In WHEN THEY CALL YOU A TERRORIST, a meaningful, empowering account of survival, strength, and resilience, the writers seek to change the culture that declares innocent black life expendable.

PATRISSE CULLORS is an artist, organizer, and freedom fighter from Los Angeles, CA. Co-founder of Black Lives Matter, she is also a performance artist, Fulbright scholar, public speaker, and an NAACP History Maker.

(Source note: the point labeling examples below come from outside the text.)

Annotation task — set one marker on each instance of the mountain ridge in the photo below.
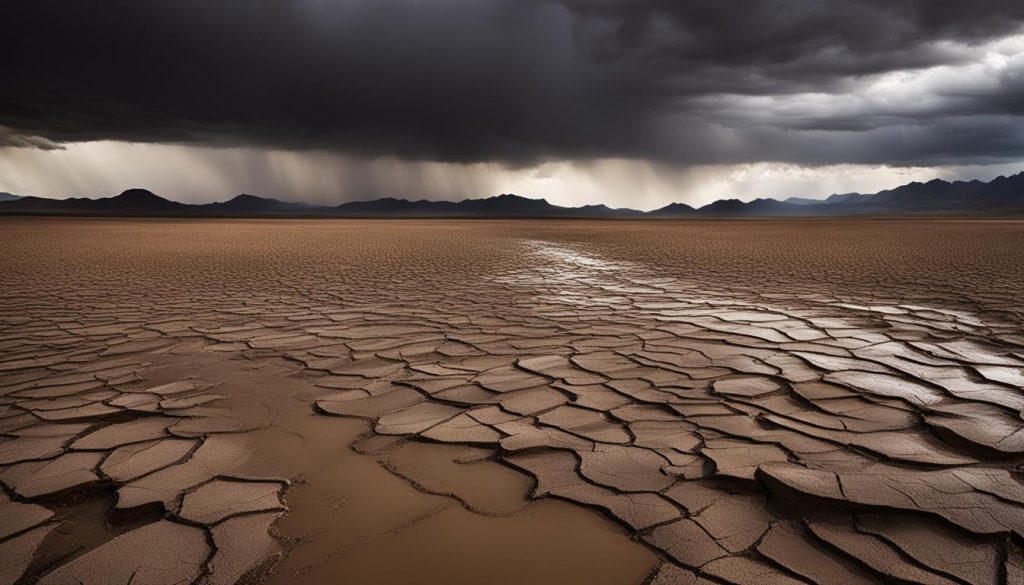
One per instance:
(1001, 195)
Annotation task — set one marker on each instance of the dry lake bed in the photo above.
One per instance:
(760, 402)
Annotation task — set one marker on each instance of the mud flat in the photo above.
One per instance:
(577, 402)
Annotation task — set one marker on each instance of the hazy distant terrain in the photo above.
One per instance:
(608, 402)
(1001, 196)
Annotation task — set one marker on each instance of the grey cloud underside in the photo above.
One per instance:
(515, 82)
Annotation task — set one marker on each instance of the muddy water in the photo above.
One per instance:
(598, 402)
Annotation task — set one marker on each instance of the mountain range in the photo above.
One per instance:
(1000, 196)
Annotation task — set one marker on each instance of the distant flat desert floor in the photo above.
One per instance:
(363, 402)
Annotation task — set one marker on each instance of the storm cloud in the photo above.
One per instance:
(521, 83)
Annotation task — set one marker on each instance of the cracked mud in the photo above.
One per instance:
(582, 402)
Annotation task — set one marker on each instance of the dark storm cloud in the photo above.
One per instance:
(509, 81)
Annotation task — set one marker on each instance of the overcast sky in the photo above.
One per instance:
(632, 102)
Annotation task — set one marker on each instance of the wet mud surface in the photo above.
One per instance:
(577, 402)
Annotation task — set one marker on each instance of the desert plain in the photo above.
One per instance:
(680, 402)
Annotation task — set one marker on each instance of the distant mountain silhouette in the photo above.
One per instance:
(252, 205)
(1003, 195)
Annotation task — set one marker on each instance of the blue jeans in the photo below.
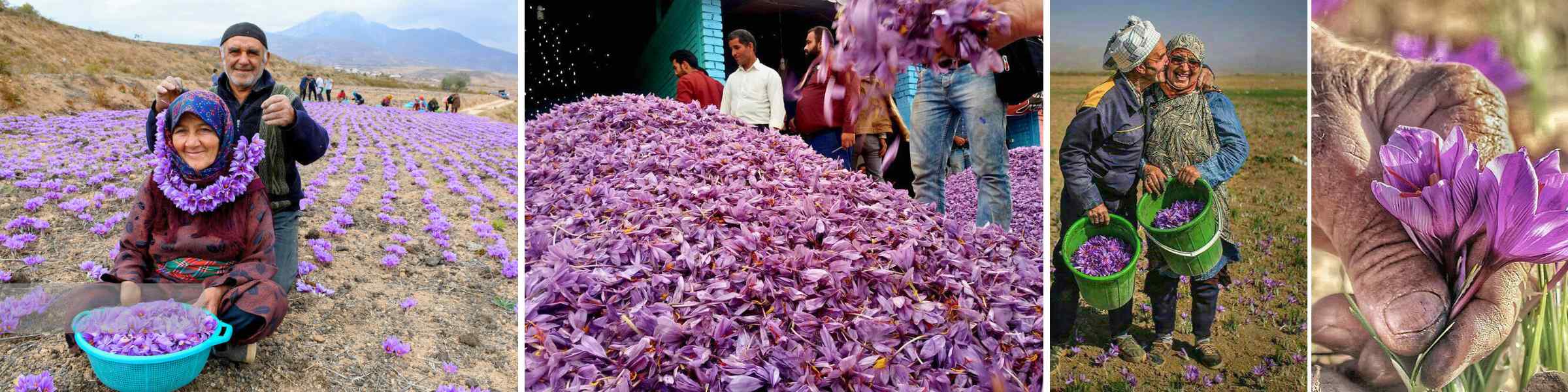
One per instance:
(286, 248)
(958, 161)
(1023, 131)
(828, 145)
(941, 101)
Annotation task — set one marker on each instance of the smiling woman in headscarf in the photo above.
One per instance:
(1194, 134)
(203, 218)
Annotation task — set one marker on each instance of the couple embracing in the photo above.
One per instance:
(1156, 118)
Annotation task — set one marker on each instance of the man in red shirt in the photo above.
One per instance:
(694, 84)
(824, 112)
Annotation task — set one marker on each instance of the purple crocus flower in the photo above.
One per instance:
(1526, 214)
(1181, 212)
(396, 347)
(1102, 256)
(1326, 7)
(1486, 56)
(1432, 186)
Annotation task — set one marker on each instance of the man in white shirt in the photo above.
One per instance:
(753, 93)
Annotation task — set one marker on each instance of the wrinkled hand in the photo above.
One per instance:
(169, 90)
(1153, 179)
(276, 110)
(1100, 216)
(1358, 99)
(210, 299)
(1189, 174)
(129, 294)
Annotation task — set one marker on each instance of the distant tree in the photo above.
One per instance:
(455, 82)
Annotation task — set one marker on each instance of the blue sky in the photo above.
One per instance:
(490, 22)
(1239, 37)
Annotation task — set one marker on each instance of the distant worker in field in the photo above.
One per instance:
(304, 85)
(320, 88)
(275, 112)
(692, 80)
(453, 103)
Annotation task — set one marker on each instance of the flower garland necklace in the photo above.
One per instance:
(198, 200)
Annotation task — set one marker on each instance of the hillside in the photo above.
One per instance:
(106, 71)
(347, 40)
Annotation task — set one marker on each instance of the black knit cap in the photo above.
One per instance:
(244, 29)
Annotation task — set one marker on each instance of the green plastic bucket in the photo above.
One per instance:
(1192, 248)
(1104, 292)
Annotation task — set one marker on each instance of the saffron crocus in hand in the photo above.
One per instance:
(1431, 186)
(1526, 217)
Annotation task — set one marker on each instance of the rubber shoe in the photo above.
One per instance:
(1208, 355)
(1159, 350)
(245, 355)
(1131, 350)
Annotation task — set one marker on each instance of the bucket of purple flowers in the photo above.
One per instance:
(148, 347)
(1102, 259)
(1183, 228)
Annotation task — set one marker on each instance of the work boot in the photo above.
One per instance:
(244, 353)
(1161, 349)
(1131, 350)
(1208, 355)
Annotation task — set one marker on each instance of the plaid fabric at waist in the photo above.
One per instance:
(192, 270)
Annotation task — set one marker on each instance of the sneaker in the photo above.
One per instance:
(245, 355)
(1131, 350)
(1208, 355)
(1064, 351)
(1161, 349)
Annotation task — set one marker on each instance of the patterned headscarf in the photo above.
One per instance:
(1131, 44)
(212, 110)
(1188, 41)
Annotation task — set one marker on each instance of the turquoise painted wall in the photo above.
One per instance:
(689, 24)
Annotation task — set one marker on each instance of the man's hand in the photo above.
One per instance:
(129, 294)
(169, 90)
(1100, 216)
(276, 110)
(1153, 179)
(210, 299)
(1189, 174)
(1358, 99)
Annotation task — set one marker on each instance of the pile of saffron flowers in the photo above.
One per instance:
(1102, 256)
(1181, 212)
(146, 328)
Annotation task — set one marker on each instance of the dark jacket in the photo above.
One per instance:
(1103, 151)
(304, 140)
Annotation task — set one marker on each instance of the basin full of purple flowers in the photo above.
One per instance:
(1181, 212)
(672, 247)
(1102, 256)
(146, 328)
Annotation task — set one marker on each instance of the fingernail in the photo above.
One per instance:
(1413, 312)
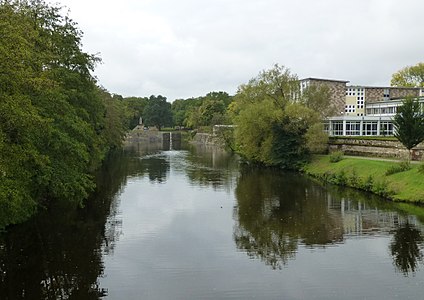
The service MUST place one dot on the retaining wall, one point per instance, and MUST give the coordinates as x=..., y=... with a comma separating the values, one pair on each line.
x=376, y=148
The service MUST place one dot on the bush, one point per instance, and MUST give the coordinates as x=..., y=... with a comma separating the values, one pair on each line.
x=421, y=168
x=401, y=167
x=368, y=184
x=381, y=188
x=336, y=156
x=354, y=180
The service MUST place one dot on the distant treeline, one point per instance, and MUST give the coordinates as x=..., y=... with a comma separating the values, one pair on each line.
x=56, y=124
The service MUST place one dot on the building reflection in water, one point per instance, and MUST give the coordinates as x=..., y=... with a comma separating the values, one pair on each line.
x=276, y=212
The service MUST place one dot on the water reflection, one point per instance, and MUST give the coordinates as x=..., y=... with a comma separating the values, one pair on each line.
x=275, y=211
x=278, y=212
x=57, y=255
x=211, y=166
x=406, y=248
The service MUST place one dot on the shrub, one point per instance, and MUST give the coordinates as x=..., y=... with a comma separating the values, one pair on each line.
x=341, y=178
x=421, y=168
x=368, y=184
x=336, y=156
x=354, y=180
x=401, y=167
x=382, y=188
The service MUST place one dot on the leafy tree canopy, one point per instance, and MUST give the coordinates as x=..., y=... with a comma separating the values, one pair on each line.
x=55, y=124
x=409, y=123
x=157, y=112
x=412, y=76
x=272, y=120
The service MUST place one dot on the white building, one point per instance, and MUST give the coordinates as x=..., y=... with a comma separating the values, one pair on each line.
x=377, y=120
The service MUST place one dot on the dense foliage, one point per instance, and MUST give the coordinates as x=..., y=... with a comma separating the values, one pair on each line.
x=412, y=76
x=206, y=110
x=409, y=123
x=275, y=122
x=157, y=112
x=56, y=125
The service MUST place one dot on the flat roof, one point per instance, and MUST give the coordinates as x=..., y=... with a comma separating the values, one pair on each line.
x=385, y=87
x=323, y=79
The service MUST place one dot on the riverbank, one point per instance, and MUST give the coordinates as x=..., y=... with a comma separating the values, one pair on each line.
x=370, y=175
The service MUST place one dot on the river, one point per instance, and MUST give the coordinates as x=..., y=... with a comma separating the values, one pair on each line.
x=196, y=224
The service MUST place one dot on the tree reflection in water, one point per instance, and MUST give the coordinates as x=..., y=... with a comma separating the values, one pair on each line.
x=58, y=254
x=405, y=248
x=276, y=211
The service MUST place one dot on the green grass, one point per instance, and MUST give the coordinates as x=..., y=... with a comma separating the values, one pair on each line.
x=378, y=138
x=370, y=175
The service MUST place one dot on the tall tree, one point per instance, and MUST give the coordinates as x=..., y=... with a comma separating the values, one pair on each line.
x=412, y=76
x=157, y=112
x=409, y=123
x=272, y=122
x=55, y=127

In​ 2016, Patrisse received the Defender of the Dream Award from the AFL-CIO Executive Council Committee on Civil and Human Rights, the Revolution Award for Freedom from ImageNation Cinema Foundation, the Justice Award from National Center for Lesbian Rights, the Community Change Agent Award from BLACK GIRLS ROCK! Inc., and the Glamour Women of the Year Award for The Justice Seekers. In 2017, Cullors received the Sydney Peace Prize.

“Patrisse Cullors is a leading visionary and activist, feminist, civil rights leader who has literally changed the trajectory of politics and resistance in America.”
—Eve Ensler

asha bandele, author of the best-selling and award-winning memoir, The Prisoner’s Wife, and four other works, has been honored for her work in journalism, fiction, poetry, and activism. A mother and a former senior editor at Essence magazine, asha serves as a senior director at the Drug Policy Alliance.

CAT BROOKS is KPFA Radio’s UpFront Co-Host, and a long-time performer and activist. She played a central role in the struggle for justice for Oscar Grant and is the co-founder of the Anti Police-Terror Project (APTP). The actions organized by Brooks and her associates with groups that include the BlackOUT Collective, ONYX Organizing Committee and the Anti-Police Terror Project, have stood out both for their clear focus and their dramatic flair.